SanomaWSOY clarified its figures and presented its focuses



SanomaWSOY will continue with its current strategic line. Market leadership, profitable growth, concentration on core competencies, and divestment of non-core assets will still be among the Group's focus areas. Hannu Syrjänen, President and COO of SanomaWSOY, introduced the Group's strategic focus areas and objectives for 2005-2007 at SanomaWSOY's fourth Capital Markets Day.

"Sanoma Magazines aims to gain the leading position in all its existing markets by 2006. One of its overall objectives is to be the third largest European Magazine Publisher within three to five years. Growth will be sought by executing successful launches in Sanoma Magazines' existing countries and by entering two or three new geographical areas. Opportunities for larger acquisitions will be considered as well," Syrjänen said.

According to Syrjänen, the newspaper division Sanoma will seek growth by developing existing and new products and, in particular, models for multichannel publishing. It will grow and expand by also widening its markets for free sheets, and by mergers and acquisitions. Acquisition targets will be monitored in other SanomaWSOY countries.

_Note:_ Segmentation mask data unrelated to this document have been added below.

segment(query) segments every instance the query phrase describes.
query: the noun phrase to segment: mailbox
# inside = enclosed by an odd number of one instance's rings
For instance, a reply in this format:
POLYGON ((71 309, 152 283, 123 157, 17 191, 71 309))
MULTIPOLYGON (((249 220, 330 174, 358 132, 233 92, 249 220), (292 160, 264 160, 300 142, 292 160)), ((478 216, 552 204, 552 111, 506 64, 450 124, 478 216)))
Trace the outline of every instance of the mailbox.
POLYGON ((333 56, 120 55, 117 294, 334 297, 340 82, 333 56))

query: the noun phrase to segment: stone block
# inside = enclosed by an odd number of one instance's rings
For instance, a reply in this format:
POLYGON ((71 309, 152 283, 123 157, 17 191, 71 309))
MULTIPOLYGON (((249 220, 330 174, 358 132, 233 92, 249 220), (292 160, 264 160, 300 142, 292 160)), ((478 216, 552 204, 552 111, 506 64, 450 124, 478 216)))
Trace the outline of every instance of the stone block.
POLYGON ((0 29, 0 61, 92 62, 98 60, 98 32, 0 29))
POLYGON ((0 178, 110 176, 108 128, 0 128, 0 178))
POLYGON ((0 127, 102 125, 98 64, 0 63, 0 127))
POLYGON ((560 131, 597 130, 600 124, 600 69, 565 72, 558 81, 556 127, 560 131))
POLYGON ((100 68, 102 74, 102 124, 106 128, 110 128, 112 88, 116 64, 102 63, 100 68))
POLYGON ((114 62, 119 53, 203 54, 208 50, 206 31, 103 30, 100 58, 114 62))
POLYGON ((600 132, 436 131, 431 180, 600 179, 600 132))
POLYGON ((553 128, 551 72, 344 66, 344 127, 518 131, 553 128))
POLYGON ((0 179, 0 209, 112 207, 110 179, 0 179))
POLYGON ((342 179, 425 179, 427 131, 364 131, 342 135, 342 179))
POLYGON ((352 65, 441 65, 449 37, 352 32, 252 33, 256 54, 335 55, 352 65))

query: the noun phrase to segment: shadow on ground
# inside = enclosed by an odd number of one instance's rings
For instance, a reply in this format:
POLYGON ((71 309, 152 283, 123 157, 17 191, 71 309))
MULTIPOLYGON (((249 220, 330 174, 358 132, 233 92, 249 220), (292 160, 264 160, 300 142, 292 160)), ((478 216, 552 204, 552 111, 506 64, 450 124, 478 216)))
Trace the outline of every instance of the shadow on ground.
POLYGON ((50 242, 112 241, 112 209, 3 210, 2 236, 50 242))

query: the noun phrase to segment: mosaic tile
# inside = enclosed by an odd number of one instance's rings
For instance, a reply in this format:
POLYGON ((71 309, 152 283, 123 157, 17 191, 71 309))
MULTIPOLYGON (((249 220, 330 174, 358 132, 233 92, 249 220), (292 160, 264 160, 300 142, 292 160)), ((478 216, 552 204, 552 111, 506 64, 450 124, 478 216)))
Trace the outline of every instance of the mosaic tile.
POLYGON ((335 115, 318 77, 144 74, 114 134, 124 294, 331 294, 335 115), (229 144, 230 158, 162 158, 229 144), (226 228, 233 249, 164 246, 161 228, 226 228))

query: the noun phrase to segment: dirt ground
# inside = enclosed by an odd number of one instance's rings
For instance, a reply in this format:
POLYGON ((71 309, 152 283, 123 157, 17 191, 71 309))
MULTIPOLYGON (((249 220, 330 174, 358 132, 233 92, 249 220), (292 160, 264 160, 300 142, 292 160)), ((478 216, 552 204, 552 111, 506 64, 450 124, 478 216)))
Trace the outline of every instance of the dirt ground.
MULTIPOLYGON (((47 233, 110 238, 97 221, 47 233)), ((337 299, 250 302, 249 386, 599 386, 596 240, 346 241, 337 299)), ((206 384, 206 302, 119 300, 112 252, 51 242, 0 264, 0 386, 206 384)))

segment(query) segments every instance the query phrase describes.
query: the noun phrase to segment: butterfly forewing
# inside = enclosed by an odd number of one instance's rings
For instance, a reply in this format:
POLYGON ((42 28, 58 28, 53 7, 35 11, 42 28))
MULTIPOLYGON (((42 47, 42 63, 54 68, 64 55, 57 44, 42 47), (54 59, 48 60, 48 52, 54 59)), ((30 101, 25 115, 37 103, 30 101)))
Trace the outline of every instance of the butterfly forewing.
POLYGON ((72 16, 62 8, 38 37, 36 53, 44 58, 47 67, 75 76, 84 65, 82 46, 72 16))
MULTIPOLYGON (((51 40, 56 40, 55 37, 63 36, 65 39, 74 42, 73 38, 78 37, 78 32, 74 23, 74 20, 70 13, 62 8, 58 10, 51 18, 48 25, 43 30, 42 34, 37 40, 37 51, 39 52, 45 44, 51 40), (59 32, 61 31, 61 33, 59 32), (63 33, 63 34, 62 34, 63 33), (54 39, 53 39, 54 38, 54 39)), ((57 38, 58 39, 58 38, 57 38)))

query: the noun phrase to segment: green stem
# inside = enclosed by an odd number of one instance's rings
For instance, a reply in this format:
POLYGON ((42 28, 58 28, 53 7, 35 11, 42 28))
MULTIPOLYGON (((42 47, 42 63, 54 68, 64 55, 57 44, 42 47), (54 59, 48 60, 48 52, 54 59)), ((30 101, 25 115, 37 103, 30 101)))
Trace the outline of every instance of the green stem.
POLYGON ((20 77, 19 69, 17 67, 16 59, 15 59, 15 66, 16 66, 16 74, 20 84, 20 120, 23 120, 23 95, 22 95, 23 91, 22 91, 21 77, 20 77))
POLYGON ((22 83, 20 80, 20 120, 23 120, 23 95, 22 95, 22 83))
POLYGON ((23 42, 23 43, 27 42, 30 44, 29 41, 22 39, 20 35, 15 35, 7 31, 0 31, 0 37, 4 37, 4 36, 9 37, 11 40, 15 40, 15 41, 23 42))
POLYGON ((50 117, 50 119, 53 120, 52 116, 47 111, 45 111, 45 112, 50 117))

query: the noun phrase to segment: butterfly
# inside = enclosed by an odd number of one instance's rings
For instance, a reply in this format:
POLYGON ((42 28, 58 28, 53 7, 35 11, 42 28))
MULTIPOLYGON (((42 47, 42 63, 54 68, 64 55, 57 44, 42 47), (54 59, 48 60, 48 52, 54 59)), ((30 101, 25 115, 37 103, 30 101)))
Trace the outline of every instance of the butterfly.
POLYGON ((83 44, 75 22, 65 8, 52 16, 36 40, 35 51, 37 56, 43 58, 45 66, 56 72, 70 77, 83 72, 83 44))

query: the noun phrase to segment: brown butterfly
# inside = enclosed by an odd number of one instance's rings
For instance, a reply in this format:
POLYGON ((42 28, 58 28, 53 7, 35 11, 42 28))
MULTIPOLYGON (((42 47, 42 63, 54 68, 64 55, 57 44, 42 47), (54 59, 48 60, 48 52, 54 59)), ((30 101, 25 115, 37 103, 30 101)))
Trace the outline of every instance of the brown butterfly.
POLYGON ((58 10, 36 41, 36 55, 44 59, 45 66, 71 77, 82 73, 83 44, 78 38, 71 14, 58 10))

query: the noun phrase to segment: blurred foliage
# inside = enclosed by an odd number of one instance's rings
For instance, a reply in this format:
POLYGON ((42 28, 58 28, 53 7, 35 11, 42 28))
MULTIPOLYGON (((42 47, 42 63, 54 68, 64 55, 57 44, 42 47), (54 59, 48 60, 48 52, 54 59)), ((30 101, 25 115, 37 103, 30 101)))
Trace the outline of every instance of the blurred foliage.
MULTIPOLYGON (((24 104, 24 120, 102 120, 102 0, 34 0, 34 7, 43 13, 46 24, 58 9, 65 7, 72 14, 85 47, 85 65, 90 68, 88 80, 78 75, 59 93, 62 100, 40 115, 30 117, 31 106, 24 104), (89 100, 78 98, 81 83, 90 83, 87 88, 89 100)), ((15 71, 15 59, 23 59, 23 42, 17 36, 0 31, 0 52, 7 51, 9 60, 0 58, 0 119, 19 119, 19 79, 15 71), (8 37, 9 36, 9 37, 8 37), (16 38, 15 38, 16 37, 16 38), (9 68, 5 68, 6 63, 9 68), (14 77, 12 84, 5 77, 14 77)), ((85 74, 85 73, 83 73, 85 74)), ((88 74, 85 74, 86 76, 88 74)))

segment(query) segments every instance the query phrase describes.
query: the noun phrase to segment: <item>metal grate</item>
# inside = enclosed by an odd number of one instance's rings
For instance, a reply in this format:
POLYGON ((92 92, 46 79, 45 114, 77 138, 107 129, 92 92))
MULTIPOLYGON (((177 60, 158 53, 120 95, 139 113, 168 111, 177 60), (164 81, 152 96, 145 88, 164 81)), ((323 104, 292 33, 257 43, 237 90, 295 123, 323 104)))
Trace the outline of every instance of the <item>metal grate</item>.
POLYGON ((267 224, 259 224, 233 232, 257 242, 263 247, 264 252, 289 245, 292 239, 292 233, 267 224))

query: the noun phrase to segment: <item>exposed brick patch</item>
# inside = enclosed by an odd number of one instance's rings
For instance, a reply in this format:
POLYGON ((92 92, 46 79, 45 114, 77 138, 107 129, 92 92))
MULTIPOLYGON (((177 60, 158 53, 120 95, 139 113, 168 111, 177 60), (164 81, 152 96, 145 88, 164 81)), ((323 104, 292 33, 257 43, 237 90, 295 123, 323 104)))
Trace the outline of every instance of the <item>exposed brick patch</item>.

Rautakirja is also seeking expansion through organic growth and acquisitions. It will increase its share of international activities in the emerging Central European market and Russia; negotiations are in progress at the moment in Russia and Romania.

Educational materials, eLearning and business training are examples of the key growth areas of the book publisher WSOY. The electronic media division SWelcom's Nelonen is a strong challenger to Finnish commercial TV. According to Syrjänen, the initial market share target of 30% should soon be increased. The division's growth in net sales will be achieved through strong organic growth in the existing core businesses: TV advertising, cable TV services and broadband internet.

Key figures were clarified

Matti Salmi, CFO of SanomaWSOY, clarified SanomaWSOY's key figures and the effects of the changes in accounting principles on the Group's reporting.

SanomaWSOY will start reporting according to IFRS standards in 2005. The Group's EBIT will increase as goodwill is no longer amortised according to plan.

Increase in annual pension expenses, and increased personnel expenses due to the new accounting treatment of SanomaWSOY warrants to the management will increase the Group's expenses.

"Rough P&L impact is currently estimated to be a one-digit number, but it still is subject to changes," Salmi stated.

More than 40 analysts attended SanomaWSOY's Capital Markets Day in Helsinki. English-language recordings of the seminar and the slides presented during the day (in English and in Finnish) will be published at www.sanomawsoy.fi on Tuesday, 8 June.